Bei Tagbetrieb soll die Übergangszone im Innenbereich mit 2 x Ēm (Werte für Ēm siehe Tabelle) beleuchtet werden, mindestens jedoch mit 400 lx. Bei Nachtbetrieb liegt der Übergangsbereich außerhalb der Halleneinfahrt und soll mit 0,5 · Ēm bis 0,2 Ēm beleuchtet werden, wobei Ēm in beiden Fällen die Beleuchtungsstärke des Innenbereiches ist, der nicht immer eine Verkehrsfläche sein muss, sondern auch ein Arbeitsbereich mit höheren Sehaufgaben sein kann.

Beispiel: Der Innenbereich einer Montagehalle für mittelfeine Montagearbeiten ist mit 300 lx beleuchtet und hat eine Hallenausfahrt (einen Hallenausgang) ins Freie. Bei Tage sollte der Bereich nahe der Hallenausfahrt innerhalb der Halle mit 600 lx beleuchtet sein. Bei Nacht genügen 60 lx bis 150 lx im Außenbereich der Hallenausfahrt, um ausreichende Verkehrssicherheit zu gewährleisten.

In Arbeitsstätten mit Publikumsverkehr, wie z. B. in Behörden, Banken und Versicherungen, in Verkaufsräumen, Restaurants, Theatern, Konzerthäusern, in Kinos, in Messen- und Ausstellungshallen, in Museen und in Büchereien sollten sowohl aus Sicherheitsgründen als auch mit Rücksicht auf ortsunkundige Besucher, auf ältere und ggf. gehbehinderte Menschen aber auch aus werblichen Gründen höhere Beleuchtungsstärken vorgesehen werden als in Tabelle enthalten sind.

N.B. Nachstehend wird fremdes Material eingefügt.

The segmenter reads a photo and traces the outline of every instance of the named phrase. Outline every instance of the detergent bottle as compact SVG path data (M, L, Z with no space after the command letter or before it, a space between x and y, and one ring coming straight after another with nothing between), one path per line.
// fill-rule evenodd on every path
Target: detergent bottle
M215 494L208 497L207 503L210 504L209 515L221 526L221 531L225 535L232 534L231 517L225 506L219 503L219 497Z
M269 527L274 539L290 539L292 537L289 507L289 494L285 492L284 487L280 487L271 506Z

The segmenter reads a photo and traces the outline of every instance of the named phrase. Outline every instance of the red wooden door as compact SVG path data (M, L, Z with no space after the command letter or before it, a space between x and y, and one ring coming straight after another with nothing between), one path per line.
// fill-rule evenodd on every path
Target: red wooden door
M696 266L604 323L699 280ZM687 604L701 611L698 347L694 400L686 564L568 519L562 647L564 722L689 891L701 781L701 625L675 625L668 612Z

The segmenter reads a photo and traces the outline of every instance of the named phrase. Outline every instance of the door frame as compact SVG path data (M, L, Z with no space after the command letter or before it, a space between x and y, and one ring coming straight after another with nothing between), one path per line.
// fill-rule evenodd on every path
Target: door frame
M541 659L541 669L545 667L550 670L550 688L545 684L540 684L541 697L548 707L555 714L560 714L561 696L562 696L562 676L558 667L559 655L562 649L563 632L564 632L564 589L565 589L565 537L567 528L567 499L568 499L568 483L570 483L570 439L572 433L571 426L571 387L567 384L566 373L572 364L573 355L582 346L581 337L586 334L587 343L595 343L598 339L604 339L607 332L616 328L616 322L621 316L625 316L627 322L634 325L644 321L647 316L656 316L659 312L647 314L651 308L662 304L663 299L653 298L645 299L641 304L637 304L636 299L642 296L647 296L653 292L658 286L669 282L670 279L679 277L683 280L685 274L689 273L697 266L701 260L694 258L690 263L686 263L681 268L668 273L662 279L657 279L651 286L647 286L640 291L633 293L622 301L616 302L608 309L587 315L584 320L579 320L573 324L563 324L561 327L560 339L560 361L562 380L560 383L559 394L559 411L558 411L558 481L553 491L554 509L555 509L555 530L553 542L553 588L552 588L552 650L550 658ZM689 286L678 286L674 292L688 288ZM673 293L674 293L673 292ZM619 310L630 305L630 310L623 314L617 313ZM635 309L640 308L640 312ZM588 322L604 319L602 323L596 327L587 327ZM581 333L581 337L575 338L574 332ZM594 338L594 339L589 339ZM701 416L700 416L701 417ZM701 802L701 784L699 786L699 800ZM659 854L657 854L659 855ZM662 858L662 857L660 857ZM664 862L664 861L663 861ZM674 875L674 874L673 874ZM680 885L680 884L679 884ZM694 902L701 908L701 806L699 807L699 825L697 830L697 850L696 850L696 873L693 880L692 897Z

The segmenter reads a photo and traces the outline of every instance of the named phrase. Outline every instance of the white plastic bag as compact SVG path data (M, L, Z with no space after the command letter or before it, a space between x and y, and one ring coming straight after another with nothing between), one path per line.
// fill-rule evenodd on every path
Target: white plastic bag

In Ausbildungsstätten, wie Schulen, Volkshochschulen, Kindergärten und Räumen des Gesundheitswesens sind höhere Beleuchtungsstärken ein zusätzlicher Beitrag zu Sicherheit und Sauberkeit auf den Verkehrswegen (siehe Kapitel „Beleuchtung von Ausbildungsstätten'').

Flure in Gesundheitseinrichtungen sind wegen ihrer Besonderheit gesondert im Kapitel „Beleuchtung von Räumen des Gesundheitswesens'' (siehe auch Kapitel) behandelt.

Fahrwege mit Kollisionsgefahr von Menschen und Fahrzeugen, z. B. mit Gabelstaplern, erfordern ein höheres Beleuchtungsniveau als Verkehrsflächen, die nur von Fußgängern genutzt werden.